E afinal, é ou não frequente a aplicação de cauções na Justiça portuguesa? Não sendo conhecidas estatísticas oficiais que especifiquem este ponto, a perceção dos magistrados ouvidos pela “Notícias Magazine” é que continua a ser pouco utilizada. “É aplicada sobretudo no grande crime económico, no caso de arguidos com grande capacidade financeira”, concorda Maximiano Vale. Mesmo que a lei preveja que a caução seja determinada em função da condição socioeconómica do arguido. Certo é que, noutro tipo de crimes, tem “muito pouca implementação”.

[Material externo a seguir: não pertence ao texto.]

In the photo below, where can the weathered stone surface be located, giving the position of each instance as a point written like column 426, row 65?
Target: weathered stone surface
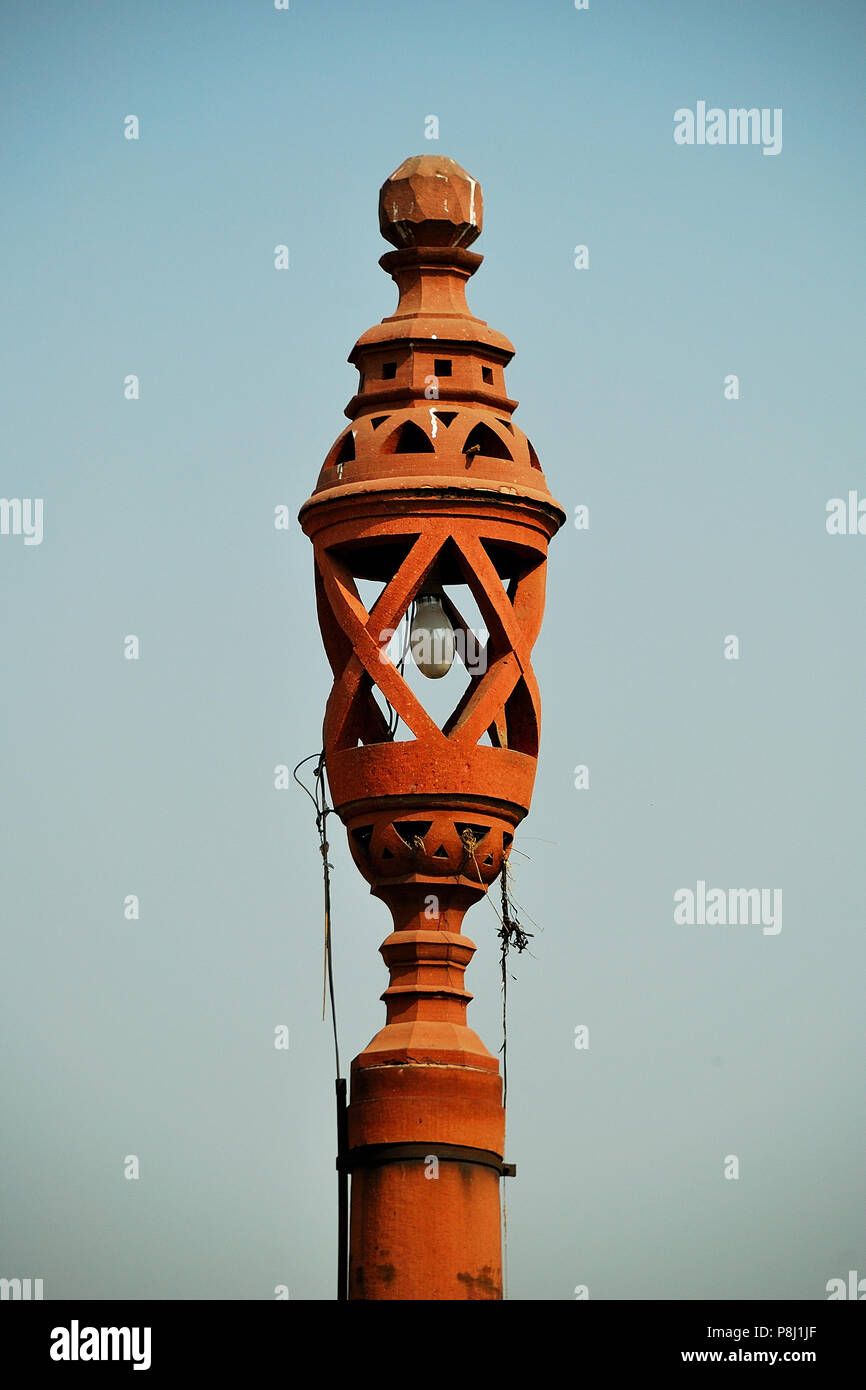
column 430, row 200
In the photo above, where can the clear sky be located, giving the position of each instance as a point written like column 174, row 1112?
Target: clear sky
column 154, row 1037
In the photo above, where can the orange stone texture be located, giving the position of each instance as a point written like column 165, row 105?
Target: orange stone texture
column 430, row 487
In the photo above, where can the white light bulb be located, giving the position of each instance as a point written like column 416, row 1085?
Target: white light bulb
column 431, row 638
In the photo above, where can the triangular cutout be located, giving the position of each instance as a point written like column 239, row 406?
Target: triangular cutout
column 484, row 441
column 407, row 438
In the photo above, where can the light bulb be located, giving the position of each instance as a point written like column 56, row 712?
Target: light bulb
column 431, row 638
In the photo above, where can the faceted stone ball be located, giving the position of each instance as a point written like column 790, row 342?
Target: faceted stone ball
column 430, row 200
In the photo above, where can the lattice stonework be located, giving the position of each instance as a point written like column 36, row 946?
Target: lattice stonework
column 431, row 485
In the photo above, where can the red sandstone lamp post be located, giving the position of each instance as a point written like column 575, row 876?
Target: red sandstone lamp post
column 431, row 491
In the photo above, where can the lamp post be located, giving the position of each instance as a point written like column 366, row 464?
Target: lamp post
column 433, row 492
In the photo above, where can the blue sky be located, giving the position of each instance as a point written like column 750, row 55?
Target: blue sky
column 156, row 777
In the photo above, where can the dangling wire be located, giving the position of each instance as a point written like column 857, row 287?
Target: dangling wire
column 323, row 811
column 510, row 936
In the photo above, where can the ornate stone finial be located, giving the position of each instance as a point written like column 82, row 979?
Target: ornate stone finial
column 430, row 200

Um magistrado judicial com cerca de 25 anos de experiência, que falou com a “Notícias Magazine” sobre o tema, mas pediu para não ser identificado, reitera que esta medida de coação acaba por ter “muito pouca aplicação em Portugal”. E avança com uma estimativa pessoal. Em tantos anos de profissão, ter-lhe-ão passado pelas mãos cerca de 800 casos. Terá aplicado a caução em cerca de 1%. O que também se explica com o tipo de crimes que lhe chegam, sobretudo relacionados com a violência doméstica e o tráfico de droga. “A violência doméstica é uma situação em que é manifestamente inútil a aplicação de uma caução, porque ela não vai impedir o arguido de voltar a agredir a vítima. E, em relação ao tráfico de droga, dificilmente evita o perigo de continuação da atividade criminosa. Sendo que ainda há os crimes de tal maneira graves que a caução não é adequada.” Apesar do tal princípio de que, à luz do nosso Código de Processo Penal, todos os crimes puníveis com pena de prisão são caucionáveis. Paulo Lona dá um exemplo concreto. “Se estiver em causa um crime de homicídio, e sabemos que os crimes de homicídio geram sempre um grande alarme social, dificilmente será aplicada uma caução. Também é uma questão de bom senso.” Condicionantes que acabam por conferir à caução um certo rótulo de medida de coação dos ricos. Ricos e de colarinho branco.